My first reaction on seeing our vote was that, well, we’d done ok. Going into this campaign, even before the expensses stuff, I thought there was a real danger of going down to 9 MEPs – we probably wouldn’t win the second seat in the north west after Saj Karim’s defection, and he has in fact, unfortunately, been re-elected as a Tory and it was by no means certain that we would retain our seats in both Scotland and the East Midlands, given the reductions in the numbers of seats in those places. In fact, George Lyon is on course to win the fifth of the six seats in Scotland and I’m thrilled that Bill Newton Dunn has been elected in the East Midlands. That is the most spectacular results because effectively it is an LD gain – if the 2004 result had been repeated, he would not have got in.
So far, so good. However it is deeply frustrating that only 3.5% would have had us in second place behind the Tories. Over the whole country that’s only around 75000 extra votes to have given us that prized position and perhaps elect Jonathan Fryer in London. He only missed out by 8000 votes and had put so much hard work in. That’s probably my biggest Lib Dem disappointment of the night. Only 1.5%, or around 30,000 extra votes, would have had us ahead of Labour. In Wales we were not that far away from electing our first MEP there. We need to look at what extra we could have done in the last few days to both on the ground and within our campaign strategy to maybe have bridged those small gaps. It feels so much worse to lose by small margins than to be absolutely whomped so we need to see if there was any fine tuning that would have made a difference.
We can take some comfort in that for the first time in a long time, we have fought the European elections on a very positive, pro European message. We were unashamed to say that we were Stronger Together and Weaker Apart. And it’s not as if that message was overshadowed by the expenses stuff because Nick Clegg plugged it at every opportunity he got and he looked entirely comfortable with it, too. We were really the only lone pro-European voice in a pretty sceptical climate so we did well not to be punished for that. I’m reminded of what the Observer was saying last week – that we often took minority stances that were later proved to be right. Perhaps we should have started earlier with those messages, highlighting the dangers of the isolationist stance of the Euro-sceptic parties.
We don’t tend to do that well in Euro elections – it wasn’t until 1994 that we had our first directly elected MEPs and you can’t really extrapolate what’s going to happen in any other election from them – and that applies to all parties. You only need to look at our emphatic second place in the County Council elections, where we got 28% compared to Labour’s 23%, which equalled the share we got in 2005, held on the same day as our best general election result in decades.

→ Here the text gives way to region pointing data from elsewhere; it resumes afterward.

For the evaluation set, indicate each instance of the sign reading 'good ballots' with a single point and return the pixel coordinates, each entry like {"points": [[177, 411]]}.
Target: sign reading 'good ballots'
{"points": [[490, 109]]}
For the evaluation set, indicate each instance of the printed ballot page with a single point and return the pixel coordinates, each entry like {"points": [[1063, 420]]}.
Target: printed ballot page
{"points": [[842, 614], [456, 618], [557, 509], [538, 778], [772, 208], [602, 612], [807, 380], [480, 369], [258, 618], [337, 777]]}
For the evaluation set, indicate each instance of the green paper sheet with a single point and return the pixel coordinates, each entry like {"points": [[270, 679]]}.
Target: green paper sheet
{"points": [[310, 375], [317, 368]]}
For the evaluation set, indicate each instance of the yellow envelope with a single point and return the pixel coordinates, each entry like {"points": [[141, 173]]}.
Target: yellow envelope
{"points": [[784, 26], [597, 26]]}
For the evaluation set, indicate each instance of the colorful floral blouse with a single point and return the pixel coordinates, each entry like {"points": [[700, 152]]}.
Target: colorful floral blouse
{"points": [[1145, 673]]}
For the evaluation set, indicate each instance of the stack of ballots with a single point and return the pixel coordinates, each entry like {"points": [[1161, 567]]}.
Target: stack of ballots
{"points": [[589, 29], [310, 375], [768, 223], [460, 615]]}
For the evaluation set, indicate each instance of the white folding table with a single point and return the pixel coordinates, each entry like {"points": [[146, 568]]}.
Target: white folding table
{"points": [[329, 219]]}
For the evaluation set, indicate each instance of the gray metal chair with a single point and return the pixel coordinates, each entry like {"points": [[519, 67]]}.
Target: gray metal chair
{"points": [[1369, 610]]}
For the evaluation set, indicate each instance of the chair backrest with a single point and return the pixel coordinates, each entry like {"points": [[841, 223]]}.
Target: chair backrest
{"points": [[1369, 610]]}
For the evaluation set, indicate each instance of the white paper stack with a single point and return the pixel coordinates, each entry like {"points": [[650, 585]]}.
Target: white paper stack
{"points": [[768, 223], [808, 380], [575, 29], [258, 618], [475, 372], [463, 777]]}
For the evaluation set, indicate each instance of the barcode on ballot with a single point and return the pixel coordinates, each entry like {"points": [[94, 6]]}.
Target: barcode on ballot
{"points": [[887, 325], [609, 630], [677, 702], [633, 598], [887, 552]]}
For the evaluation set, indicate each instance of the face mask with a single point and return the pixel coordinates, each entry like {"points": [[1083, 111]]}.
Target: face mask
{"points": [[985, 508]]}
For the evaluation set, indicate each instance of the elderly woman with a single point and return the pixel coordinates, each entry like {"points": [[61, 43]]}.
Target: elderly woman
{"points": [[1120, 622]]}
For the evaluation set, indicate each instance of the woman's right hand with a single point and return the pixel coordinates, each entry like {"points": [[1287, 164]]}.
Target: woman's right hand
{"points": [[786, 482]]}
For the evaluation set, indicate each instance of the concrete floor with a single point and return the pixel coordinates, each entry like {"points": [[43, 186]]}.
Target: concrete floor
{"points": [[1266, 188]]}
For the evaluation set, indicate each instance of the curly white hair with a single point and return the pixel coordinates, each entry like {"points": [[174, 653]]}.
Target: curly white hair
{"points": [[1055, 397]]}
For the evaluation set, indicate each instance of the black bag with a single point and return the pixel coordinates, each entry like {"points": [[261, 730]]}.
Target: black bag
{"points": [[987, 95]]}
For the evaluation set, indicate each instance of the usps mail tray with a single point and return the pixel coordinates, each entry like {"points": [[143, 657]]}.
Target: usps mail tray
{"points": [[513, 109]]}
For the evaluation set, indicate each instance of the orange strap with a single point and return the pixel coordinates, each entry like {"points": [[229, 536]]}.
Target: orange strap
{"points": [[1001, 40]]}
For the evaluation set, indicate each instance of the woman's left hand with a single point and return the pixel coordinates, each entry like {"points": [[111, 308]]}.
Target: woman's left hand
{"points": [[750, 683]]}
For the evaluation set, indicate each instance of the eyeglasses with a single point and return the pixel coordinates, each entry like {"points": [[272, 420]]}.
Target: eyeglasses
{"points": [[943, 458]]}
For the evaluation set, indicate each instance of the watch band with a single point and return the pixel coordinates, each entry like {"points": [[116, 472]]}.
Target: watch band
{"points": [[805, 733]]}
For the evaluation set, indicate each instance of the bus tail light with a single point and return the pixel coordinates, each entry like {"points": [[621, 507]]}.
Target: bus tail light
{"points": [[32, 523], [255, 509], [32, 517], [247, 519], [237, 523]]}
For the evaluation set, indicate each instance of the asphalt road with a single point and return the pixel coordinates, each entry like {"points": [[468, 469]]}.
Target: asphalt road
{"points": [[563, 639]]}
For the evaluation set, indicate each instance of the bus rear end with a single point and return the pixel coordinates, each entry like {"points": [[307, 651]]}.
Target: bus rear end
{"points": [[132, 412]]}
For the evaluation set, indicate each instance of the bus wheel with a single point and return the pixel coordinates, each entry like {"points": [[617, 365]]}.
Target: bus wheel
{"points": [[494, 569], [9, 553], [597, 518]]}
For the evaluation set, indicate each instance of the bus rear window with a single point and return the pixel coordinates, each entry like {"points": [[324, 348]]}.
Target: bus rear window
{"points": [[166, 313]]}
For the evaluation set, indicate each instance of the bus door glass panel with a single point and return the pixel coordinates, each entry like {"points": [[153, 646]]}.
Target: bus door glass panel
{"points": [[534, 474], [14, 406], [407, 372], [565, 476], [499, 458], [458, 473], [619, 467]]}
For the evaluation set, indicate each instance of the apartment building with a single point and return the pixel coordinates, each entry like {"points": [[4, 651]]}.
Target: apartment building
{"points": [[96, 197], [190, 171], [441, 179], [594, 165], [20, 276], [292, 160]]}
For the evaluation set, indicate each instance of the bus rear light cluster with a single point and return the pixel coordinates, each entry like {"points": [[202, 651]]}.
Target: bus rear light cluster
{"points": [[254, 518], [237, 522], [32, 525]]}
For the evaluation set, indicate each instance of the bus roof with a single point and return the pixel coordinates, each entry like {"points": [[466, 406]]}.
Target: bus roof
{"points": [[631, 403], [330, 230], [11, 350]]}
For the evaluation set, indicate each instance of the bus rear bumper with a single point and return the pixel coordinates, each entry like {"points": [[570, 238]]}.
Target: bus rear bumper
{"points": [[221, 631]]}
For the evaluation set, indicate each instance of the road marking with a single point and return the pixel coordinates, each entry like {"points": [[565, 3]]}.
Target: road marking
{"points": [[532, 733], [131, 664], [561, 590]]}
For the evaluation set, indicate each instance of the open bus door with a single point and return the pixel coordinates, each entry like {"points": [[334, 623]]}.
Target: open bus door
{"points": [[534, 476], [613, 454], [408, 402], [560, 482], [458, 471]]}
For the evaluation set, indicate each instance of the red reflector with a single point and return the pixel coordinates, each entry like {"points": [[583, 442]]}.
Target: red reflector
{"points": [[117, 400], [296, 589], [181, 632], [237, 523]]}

If the British public are looking for an answer to current woes, both sets of elections, European and local, show that they are not confident of getting it from the Tories. Only 38% voted for them in the Counties – way short of what they would need to get an overall majority in a Westminster election and not much more than a quarter chose them for Europe. William Hague, whose leadership of the Tory Party provided them with some dark days, actually got 6% more of the vote in 1999 than nice shiny new reforming leader “Call me Dave” Cameron could muster now.
The Labour result was so excruciatingly bad across the whole country. 15% across the country is bad enough, but, bloody hell, less than 21% in Scotland, turns electoral disaster into an art form. They’re a mess. Enough said.
And, ok, yes, the SNP did get the highest share of the vote in Scotland, credit where it’s due, but I’m not sure why given that they were almost invisible. I live in what is effectively a Labour/SNP marginal and I didn’t get one single thing from the Nats. Given how deeply unpopular Labour are, their failure to meet even their 2007 vote of 32.9% is somewhat surprising. Jeff has been predicting that we’d be sending 3 Nats to Brussels for months and that’s simply not happening.
So, there are reasons to be cheerful, and proud, to be a Lib Dem. It might not be a spectacular result, but we did, in the circumstances, quite creditably.